The MPEG standard

What about MPEG-1 decoder chips ?

By implication of MPEG-2 Conformance requirements, all MPEG-2 decoders are required to decode MPEG-1 bitstreams as well. These chips, however, are strictly MPEG-1:

  C-Cube CL-450           SIF rates. Single-chip.       Has on-board CPU.
  SGS-Thomson STi3400     SIF rates. Single-chip.       Hardwired.
  Motorola MCD250         SIF rates. Single-chip.  
  LSI 641172              CCIR-601 rates. Single-chip.  Systems packet 
                                                        decoder on-chip.

What about audio chips ?

Intermetall (ITT) produces the the MAS 3503 C single chip Layer 3 decoder.

Layer I and Layer II have been implemented in dedicated (ASIC) silicon by the following manufacturers :

  Motorola MCD260
                
  Texas Instruments TI 320AV110 
        hardwired with systems parsing)                      
        operates in free format (arbitrary sample rate)
        120 pin PQFP package
        Serial data port
        Part of technology exchange with C-Cube

  LSI Logic L64111 
        hardwired w/CPU with on-chip systems parsing.
        Serial data port                        
        100-pin PQFP              
        
  GCA/ASCII ?
  
  Crystal Semiconductor CS4920
        on-chip, 2 channel 16-bit digital-to-analog converter (DAC)
        16 MIPS, 24-bit DSP 
        programmable clock manager
        44-pin PLCC package
        Programmable architecture.  For example, can download Layer II 
          MPEG-1 audio or Dolby AC-2
        $38 each in large quantities


  Dolby AC-3
        MPEG NY disclosure
        claimed to be less computationally intensive
        Zoran, GI working on own DSP-like dedicated chips.

Will there be an MPEG video tape format ?
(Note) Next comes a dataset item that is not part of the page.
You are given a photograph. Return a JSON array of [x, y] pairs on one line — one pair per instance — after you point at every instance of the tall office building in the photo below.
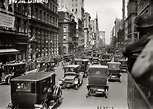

There is a consortium of companies (Philips, JVC, Sony, Matushista, et al) developing a metal particle based 6 millimeter consumer digital video tape format. It will initially use more JPEG-like independent frame compression for cheap encoding of source analog (NTSC, PAL) video. The consequence of course is less efficient use of bandwidth ( 25 Mbit/sec for the same quality achieved at 6 Mbit/sec with MPEG). Pre-compressed video from broadcast sources will be directly recorded to tape and passed-through as a coded bitstream to the video decompression box upon playback.

Is so-and-so really MPEG compliant ?

At the very least, there are two areas of conformance/compliance in MPEG :

  1. Compliant bitstreams
  2. Compliant decoders
Technically speaking, video bitstreams consisting entirely of I-frames (such as those generated by Xing software) are syntactically compliant with the MPEG specification. The I-frame sequence is simply a subset of the full syntax. Compliant bitstreams must obey the range limits (e.g. motion vectors limited to +/-128, frame sizes, frame rates, etc.) and syntax rules (e.g. all slices must commence and terminate with a non-skipped macroblock, no gaps between slices, etc.). Some encoders also drop some frames, but this is not compliant.

Decoders, however, cannot escape true conformance. For example, decoders that cannot decode P or B frames are not legal MPEG. Likewise, full arithmetic precision must be obeyed before any decoder can be called MPEG compliant. The IDCT, inverse quantizer, and motion compensated prediction must meet the specification requirements which are fairly rigid (e.g. no more than 1 least significant bit of error between reference and test decoders). Real-time conformance is more complicated to measure than arithmetic precision, but it is reasonable to expect that decoders that skip frames on reasonable bitstreams are not likely to be considered compliant.